Ces réformes sont en cours. Mais la situation économique internationale et celle des États membres sont sous une pression tangible. L’accréditation est à portée de main et un investissement en ressources humaines et financières est indispensable pour renforcer les capacités de formation, d’études, de planification, de suivi-évaluation et d’audit, entre autres. La COI doit donc mettre en oeuvre des cadres de gouvernance et de gestion développés avec l’appui d’INCA, mais aussi renforcer son positionnement stratégique et sa valeur ajoutée auprès des États membres et des partenaires, tout en améliorant les politiques et stratégies régionales et nationales. 

Dans la recherche d’efficacité et d’impact, le programme INCA et son successeur deviennent la base d’où les projets et programmes de la COI tireront leurs meilleures pratiques de mise en oeuvre, et construiront des systèmes de suivi axés sur les résultats de son Plan de développement stratégique. Une action solide et efficace de réforme est la pierre angulaire d’une mise en oeuvre efficace de ses projets, programmes et stratégies.

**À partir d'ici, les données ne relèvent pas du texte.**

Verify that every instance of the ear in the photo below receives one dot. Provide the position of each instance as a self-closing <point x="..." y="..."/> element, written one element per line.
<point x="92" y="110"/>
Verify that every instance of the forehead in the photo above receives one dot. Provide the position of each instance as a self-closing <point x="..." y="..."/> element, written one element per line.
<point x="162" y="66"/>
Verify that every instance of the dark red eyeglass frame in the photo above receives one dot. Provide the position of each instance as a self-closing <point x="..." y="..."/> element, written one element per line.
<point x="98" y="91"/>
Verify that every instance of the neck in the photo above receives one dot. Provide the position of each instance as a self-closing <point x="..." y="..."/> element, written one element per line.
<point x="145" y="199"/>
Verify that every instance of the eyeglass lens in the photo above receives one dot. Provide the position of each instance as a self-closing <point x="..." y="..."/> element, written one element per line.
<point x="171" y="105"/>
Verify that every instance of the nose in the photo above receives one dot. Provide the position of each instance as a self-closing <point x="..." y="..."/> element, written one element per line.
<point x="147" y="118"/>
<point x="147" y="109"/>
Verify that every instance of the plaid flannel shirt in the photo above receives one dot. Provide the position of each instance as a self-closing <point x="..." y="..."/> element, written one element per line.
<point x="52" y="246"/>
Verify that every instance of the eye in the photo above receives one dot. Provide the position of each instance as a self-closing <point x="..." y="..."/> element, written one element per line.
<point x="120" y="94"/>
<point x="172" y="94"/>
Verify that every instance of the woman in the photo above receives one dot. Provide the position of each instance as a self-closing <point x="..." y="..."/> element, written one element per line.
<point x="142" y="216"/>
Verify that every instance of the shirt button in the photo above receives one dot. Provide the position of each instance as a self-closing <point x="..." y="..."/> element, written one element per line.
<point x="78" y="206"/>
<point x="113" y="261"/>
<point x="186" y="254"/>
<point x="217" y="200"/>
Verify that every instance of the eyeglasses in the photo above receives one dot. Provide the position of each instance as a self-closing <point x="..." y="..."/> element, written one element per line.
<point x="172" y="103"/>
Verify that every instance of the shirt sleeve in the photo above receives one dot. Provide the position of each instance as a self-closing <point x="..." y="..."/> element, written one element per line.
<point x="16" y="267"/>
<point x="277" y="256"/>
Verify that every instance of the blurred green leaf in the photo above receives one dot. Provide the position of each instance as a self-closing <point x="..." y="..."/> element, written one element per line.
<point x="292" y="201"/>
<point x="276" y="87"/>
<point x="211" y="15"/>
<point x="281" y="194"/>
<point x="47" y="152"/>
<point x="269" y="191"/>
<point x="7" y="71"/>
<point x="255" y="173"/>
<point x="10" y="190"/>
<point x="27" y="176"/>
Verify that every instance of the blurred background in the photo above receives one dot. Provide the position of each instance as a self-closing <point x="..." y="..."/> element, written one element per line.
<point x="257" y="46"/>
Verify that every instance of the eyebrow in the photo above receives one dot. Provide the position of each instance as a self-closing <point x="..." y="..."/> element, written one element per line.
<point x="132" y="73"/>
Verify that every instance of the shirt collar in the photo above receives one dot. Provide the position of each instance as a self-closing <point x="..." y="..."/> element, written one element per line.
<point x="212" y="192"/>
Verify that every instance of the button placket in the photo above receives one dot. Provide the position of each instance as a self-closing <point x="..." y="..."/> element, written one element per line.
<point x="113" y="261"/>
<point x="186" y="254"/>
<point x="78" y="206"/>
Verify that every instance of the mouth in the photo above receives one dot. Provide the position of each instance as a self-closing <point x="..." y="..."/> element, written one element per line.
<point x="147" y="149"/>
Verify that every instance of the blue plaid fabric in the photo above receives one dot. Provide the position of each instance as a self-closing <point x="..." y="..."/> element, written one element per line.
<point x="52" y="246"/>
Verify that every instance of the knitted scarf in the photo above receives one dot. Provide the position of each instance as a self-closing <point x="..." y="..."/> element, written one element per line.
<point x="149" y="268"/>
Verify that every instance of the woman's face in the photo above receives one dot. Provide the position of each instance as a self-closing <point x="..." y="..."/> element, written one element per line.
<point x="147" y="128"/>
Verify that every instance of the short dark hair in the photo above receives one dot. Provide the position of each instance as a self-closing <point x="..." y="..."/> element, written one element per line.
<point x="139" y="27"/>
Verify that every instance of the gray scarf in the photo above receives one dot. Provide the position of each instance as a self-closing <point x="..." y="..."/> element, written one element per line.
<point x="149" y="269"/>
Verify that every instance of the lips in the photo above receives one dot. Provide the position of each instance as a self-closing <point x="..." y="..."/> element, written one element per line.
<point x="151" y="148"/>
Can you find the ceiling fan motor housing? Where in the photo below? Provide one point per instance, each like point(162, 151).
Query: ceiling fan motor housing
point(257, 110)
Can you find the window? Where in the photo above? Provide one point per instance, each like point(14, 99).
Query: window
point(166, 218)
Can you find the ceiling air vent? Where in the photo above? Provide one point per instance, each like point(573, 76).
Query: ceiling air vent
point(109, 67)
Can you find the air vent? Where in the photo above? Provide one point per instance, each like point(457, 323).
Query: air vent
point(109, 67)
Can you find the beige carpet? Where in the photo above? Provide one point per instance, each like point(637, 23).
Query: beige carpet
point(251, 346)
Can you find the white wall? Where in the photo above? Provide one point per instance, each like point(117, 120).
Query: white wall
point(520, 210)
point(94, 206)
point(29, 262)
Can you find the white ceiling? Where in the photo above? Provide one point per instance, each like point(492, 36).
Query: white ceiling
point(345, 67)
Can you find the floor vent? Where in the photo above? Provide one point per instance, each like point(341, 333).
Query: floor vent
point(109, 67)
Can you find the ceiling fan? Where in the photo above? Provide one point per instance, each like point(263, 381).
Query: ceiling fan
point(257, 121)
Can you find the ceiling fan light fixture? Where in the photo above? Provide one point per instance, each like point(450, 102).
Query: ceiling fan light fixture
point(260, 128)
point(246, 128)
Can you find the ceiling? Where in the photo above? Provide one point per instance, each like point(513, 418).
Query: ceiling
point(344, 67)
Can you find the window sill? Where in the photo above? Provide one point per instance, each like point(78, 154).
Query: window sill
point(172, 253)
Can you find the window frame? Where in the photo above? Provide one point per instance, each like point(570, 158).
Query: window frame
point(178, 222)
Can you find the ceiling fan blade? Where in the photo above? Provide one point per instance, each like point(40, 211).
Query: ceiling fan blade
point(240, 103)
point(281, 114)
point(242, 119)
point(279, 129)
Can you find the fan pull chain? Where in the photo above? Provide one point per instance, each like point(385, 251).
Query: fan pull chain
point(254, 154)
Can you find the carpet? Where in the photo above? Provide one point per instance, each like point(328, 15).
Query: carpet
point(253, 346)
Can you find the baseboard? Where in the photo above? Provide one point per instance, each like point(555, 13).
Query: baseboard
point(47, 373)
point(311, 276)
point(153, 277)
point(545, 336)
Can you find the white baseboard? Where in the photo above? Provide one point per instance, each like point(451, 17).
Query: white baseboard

En quoi ce projet d’accréditation sera-t-il utile pour que la COI réalise les objectifs actuels non atteints ? 
L’accréditation aux neuf piliers de l’UE est un chantier complexe. En s’y lançant, la COI signifie son intention de gagner en autonomie, d’améliorer sa gouvernance et ses capacités internes de gestion administrative et financière. Cette accréditation permet d’accéder aux financements de l’UE plus aisément et de les gérer selon ses propres règles. Elle est également un gage de crédibilité aux autres bailleurs internationaux. Toutefois, le défi est moins d’obtenir l’accréditation que de la maintenir dans le temps.

Quand on parle de la COI, l’idée prédominante s’articule autour d’une organisation se limitant au bassin de l’océan Indien. Une ouverture intercontinentale serait-elle superflue ? 
La COI est d’abord une organisation d’États insulaires. Sa spécificité en fait un acteur incontournable dans la région et en Afrique. Elle met en oeuvre des projets qui couvrent jusqu’à une vingtaine de pays d’Afrique orientale et australe et de l’océan Indien – financés par le Fonds européen de développement pour la sécurité maritime et la pêche. La COI s’est aussi affirmée comme porte-voix naturel des îles en développement d’Afrique, dont le Cap-Vert, Sao Tomé et Principe, et la Guinée Bissau. Elle coordonne des actions d’économie circulaire et d’économie bleue de ces îles africaines de l’Atlantique et les Maldives. Son périmètre d’intervention dépasse donc largement l’Indianocéanie.

La COI a toujours été associée à l’UE. Quelle en est la pertinence ? 
L’UE est le partenaire historique de la COI. À sa création en 1989, la Communauté économique européenne (CEE) d’alors avait mis à disposition un administrateur jusqu’à la nomination du premier secrétaire général, et financé ses premiers projets. En fait, il y a 40 ans, lorsque Maurice, Madagascar et les Seychelles adoptent la Déclaration de Port-Louis le 21 décembre 1982, de nombreux États et entités manifestent leur intérêt pour cette Commission en devenir, dont la CEE. L’Europe traduit rapidement son intérêt en appuis, ce qui est normal : l’UE est le premier contributeur mondial à l’aide publique au développement ; c’est dans son ADN. L’UE devrait continuer à aider la COI à surmonter les défis du développement à long terme en capitalisant sur sa valeur ajoutée et ses expertises. Quant à la COI, son insularité et sa capacité à fédérer sont deux forces motrices qui la positionnent comme un acteur régional incontournable.